Tl;Dr If your collector-emitter is at half supply voltage and there's no feedback/emitter resistors is the BJT temperature stable?

Best Answer

The base emitter (diode) junction is forward biased just like the two diodes you added and so, in effect, you get 3 lots of variations in junction voltage (for a given current) with temperature. The answer is no, I'm afraid not. Here's how a typical diode alters its voltage, for a given current, against temperature AND, the same is true of the base-emitter junction: -

enter image description here

Three different operating currents produce surprisingly similar slopes that tell you that a diode's forward voltage drop largely reduces at 2mV for a one degC rise in temperature. Resistors don't do this of course and you also have to consider that a diode has got a very low dynamic resistance once biased at some arbitrary operating point of a few hundred micro-amps upwards.
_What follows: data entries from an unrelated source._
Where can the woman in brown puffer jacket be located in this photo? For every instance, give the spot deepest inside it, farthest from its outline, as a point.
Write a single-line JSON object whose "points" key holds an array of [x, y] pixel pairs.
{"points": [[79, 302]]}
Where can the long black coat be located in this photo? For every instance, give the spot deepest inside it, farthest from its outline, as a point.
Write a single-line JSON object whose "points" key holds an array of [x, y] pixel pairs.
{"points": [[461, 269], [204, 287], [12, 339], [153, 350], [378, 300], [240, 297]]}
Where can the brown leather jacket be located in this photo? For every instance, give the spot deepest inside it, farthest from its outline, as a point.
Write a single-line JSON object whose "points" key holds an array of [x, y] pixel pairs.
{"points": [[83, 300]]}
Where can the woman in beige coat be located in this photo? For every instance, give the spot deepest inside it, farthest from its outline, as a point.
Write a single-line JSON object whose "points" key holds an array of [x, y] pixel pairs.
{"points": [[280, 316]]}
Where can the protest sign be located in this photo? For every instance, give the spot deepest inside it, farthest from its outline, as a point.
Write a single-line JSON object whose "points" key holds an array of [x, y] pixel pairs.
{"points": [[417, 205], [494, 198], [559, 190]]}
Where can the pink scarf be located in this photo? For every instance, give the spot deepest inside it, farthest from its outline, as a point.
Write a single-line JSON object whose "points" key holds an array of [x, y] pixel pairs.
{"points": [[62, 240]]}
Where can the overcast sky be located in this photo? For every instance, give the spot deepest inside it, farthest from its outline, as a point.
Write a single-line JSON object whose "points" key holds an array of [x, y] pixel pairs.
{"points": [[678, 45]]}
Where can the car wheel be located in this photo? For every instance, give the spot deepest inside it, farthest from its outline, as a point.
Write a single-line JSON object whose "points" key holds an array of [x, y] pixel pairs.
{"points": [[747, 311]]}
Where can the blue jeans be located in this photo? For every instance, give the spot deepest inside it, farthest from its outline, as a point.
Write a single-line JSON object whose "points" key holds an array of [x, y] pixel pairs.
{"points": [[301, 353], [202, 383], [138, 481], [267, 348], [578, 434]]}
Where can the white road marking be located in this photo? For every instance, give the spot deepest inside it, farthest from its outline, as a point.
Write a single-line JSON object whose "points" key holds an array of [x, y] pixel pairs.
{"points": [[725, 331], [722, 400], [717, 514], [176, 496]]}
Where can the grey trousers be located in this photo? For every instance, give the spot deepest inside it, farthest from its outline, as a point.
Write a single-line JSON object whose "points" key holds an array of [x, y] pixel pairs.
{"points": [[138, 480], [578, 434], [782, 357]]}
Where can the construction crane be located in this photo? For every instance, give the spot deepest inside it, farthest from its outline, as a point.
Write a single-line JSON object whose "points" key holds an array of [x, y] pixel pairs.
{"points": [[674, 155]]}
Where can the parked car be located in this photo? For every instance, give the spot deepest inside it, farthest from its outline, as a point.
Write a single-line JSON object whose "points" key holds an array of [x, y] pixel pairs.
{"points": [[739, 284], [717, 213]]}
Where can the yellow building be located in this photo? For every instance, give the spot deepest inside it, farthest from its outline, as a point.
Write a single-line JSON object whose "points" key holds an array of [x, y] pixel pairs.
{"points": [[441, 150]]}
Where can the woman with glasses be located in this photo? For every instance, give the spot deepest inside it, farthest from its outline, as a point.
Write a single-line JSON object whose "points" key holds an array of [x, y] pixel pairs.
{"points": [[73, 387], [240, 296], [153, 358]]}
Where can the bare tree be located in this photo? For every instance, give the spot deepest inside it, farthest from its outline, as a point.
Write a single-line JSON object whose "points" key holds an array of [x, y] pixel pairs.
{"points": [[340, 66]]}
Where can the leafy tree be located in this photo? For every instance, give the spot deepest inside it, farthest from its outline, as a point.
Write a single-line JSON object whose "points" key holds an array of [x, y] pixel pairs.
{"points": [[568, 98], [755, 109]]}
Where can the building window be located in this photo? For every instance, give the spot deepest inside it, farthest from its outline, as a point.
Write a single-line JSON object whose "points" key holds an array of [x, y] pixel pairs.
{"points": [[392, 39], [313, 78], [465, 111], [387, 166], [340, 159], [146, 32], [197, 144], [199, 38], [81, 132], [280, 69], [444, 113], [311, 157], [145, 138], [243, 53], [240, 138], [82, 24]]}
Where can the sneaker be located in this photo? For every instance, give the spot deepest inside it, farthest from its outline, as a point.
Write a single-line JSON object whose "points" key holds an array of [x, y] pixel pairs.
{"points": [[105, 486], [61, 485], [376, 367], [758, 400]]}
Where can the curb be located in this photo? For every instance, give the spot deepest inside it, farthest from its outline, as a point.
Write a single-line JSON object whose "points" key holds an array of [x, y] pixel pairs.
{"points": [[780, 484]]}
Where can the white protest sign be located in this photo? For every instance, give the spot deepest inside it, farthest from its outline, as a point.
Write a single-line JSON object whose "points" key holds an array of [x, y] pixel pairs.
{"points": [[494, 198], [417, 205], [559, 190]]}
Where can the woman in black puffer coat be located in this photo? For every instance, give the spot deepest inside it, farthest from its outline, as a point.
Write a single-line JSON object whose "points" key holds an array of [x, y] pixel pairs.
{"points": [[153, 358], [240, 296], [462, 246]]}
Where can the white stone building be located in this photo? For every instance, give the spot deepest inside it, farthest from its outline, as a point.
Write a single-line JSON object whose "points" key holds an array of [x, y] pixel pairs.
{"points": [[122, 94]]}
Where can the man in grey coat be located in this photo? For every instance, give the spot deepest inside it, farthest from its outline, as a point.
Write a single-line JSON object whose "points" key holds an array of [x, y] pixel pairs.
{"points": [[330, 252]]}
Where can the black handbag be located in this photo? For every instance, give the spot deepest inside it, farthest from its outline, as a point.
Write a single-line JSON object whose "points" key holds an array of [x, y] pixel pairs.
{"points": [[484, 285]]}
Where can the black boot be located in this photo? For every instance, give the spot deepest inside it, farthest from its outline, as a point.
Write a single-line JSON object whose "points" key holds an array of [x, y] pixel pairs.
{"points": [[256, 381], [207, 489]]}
This dynamic resistance is lower than a typical emitter resistor: -

enter image description here

Look at the right hand portion of the diagram - I've drawn two horizontal lines at 10mA and 15mA with the corresponding forward voltage drops. The difference (deltas) allows you to calculate the dynamic resistance = 0.1 volts / 5mA = 20 ohms i.e. probably less than the emitter resistor you might choose BUT, it changes with current so you get more gain than you bargained for (gain harder to define) and high signal non-linearity (distortion).

Setting the operating point of the collector at about half the supply voltage is useful to be able to obtain the maximum swing of signal (in terms of Vp-p) at the collector i.e. one side of the output signal doesn't clip much earlier than the other. There are subtleties here but that's the basic rule to maximize output amplitude and no, neither does this affect temperature stability.

Either use negative feedback (with care) or use an emitter resistor to lower the gain of the common emitter amplifier.